Additionally, the Court found that Shriram could fall within the strict categories under the Industrial Policy Resolution, which would render it essentially a “state actor” and thus subject to Article 21 by way of Article 12 applicability. Due to the nature of Shriram’s business, it was (1) “subject to this stringent system of registration and licensing”; (2) subject to “extensive environment regulation under Water Prevention and Control of Pollution Act”; (3) received significant financial aid from the government; and (4) engaged in an activity which has the potential to invade the right to life of large sections of people.
While the court did not pronounce on the ultimate applicability of Article 12 and thus Article 21 on Shriram, it did engage in an important and expansive interpretation of fundamental human rights protected by the Indian Constitution. The Court reasoned that “it is dangerous to exonerate corporations from the need to have constitutional conscience”. Additionally, the Court noted that “whenever a new advance is made in the field of human rights, apprehension is always expressed by the status quo that it will create enormous difficulties in the way of smooth functioning of the system and affect its stability” but that ultimately decided that “such apprehension… need not deter the court from widening the scope of human rights and expanding their reach ambit”.

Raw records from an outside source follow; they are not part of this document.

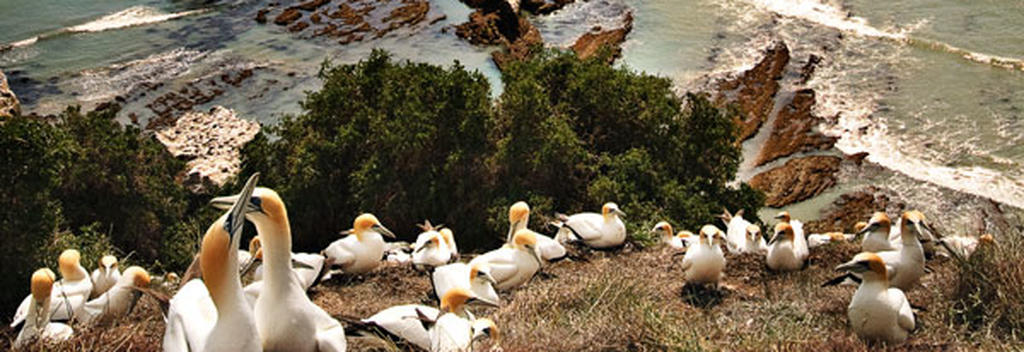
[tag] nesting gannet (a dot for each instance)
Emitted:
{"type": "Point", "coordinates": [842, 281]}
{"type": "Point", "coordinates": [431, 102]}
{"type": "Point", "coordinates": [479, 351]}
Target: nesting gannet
{"type": "Point", "coordinates": [287, 320]}
{"type": "Point", "coordinates": [475, 277]}
{"type": "Point", "coordinates": [877, 311]}
{"type": "Point", "coordinates": [229, 325]}
{"type": "Point", "coordinates": [705, 261]}
{"type": "Point", "coordinates": [877, 233]}
{"type": "Point", "coordinates": [512, 265]}
{"type": "Point", "coordinates": [782, 252]}
{"type": "Point", "coordinates": [596, 230]}
{"type": "Point", "coordinates": [104, 276]}
{"type": "Point", "coordinates": [38, 325]}
{"type": "Point", "coordinates": [118, 301]}
{"type": "Point", "coordinates": [549, 249]}
{"type": "Point", "coordinates": [363, 249]}
{"type": "Point", "coordinates": [69, 294]}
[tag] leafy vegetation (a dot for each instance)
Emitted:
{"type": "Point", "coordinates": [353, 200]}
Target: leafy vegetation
{"type": "Point", "coordinates": [413, 141]}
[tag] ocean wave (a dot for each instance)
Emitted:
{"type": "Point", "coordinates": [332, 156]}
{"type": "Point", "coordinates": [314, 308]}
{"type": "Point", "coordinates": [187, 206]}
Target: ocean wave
{"type": "Point", "coordinates": [132, 16]}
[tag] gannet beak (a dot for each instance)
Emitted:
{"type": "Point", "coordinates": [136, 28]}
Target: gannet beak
{"type": "Point", "coordinates": [383, 230]}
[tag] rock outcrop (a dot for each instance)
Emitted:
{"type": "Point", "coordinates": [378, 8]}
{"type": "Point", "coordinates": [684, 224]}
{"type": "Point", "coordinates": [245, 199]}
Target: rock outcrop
{"type": "Point", "coordinates": [795, 130]}
{"type": "Point", "coordinates": [592, 42]}
{"type": "Point", "coordinates": [798, 179]}
{"type": "Point", "coordinates": [211, 141]}
{"type": "Point", "coordinates": [755, 89]}
{"type": "Point", "coordinates": [8, 101]}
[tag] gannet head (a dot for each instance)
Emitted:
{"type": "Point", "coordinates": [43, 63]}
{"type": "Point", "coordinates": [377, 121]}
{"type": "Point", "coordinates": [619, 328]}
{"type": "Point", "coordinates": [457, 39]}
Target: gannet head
{"type": "Point", "coordinates": [663, 227]}
{"type": "Point", "coordinates": [70, 265]}
{"type": "Point", "coordinates": [484, 327]}
{"type": "Point", "coordinates": [880, 221]}
{"type": "Point", "coordinates": [783, 231]}
{"type": "Point", "coordinates": [610, 210]}
{"type": "Point", "coordinates": [368, 222]}
{"type": "Point", "coordinates": [136, 276]}
{"type": "Point", "coordinates": [108, 262]}
{"type": "Point", "coordinates": [867, 264]}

The final issue considered by the Court was determining the extent of a corporation’s liability when the nature of its industry is hazardous or inherently dangerous to human life and health. The Court rejected the strict liability precedent set by Ryland v. Fletcher, because it did not account for the technological advancements of the modern industrial age. Ryland v. Fletcher held that “a person who for his own purposes being on to his land and collects and keeps there anything likely to do mischief if it escapes must keep at his peril, and if he fails to do so, is prima facie liable for the damage which is the natural consequence of its escape.” This did not account for “acts of God” or “where the escape is due to an act of God and an act of a stranger.” As such, the Court created a new rule: Corporations engaged in hazardous or inherently dangerous industries which poses a potential threat to the health and safety of the persons working in the factory and residing in the surrounding areas will be absolutely liable to compensate for such harm to the community that results from the hazardous or inherently dangerous nature of the activity which it has undertaken. This absolute duty to the community must be taken into account as an “appropriate item of its over-heads” and the measure of compensation must be proportionate to the magnitude and capacity of the enterprise, in order to achieve deterrence. As such, “the larger and more prosperous the enterprise, the greater must be the amount of compensation payable by it.”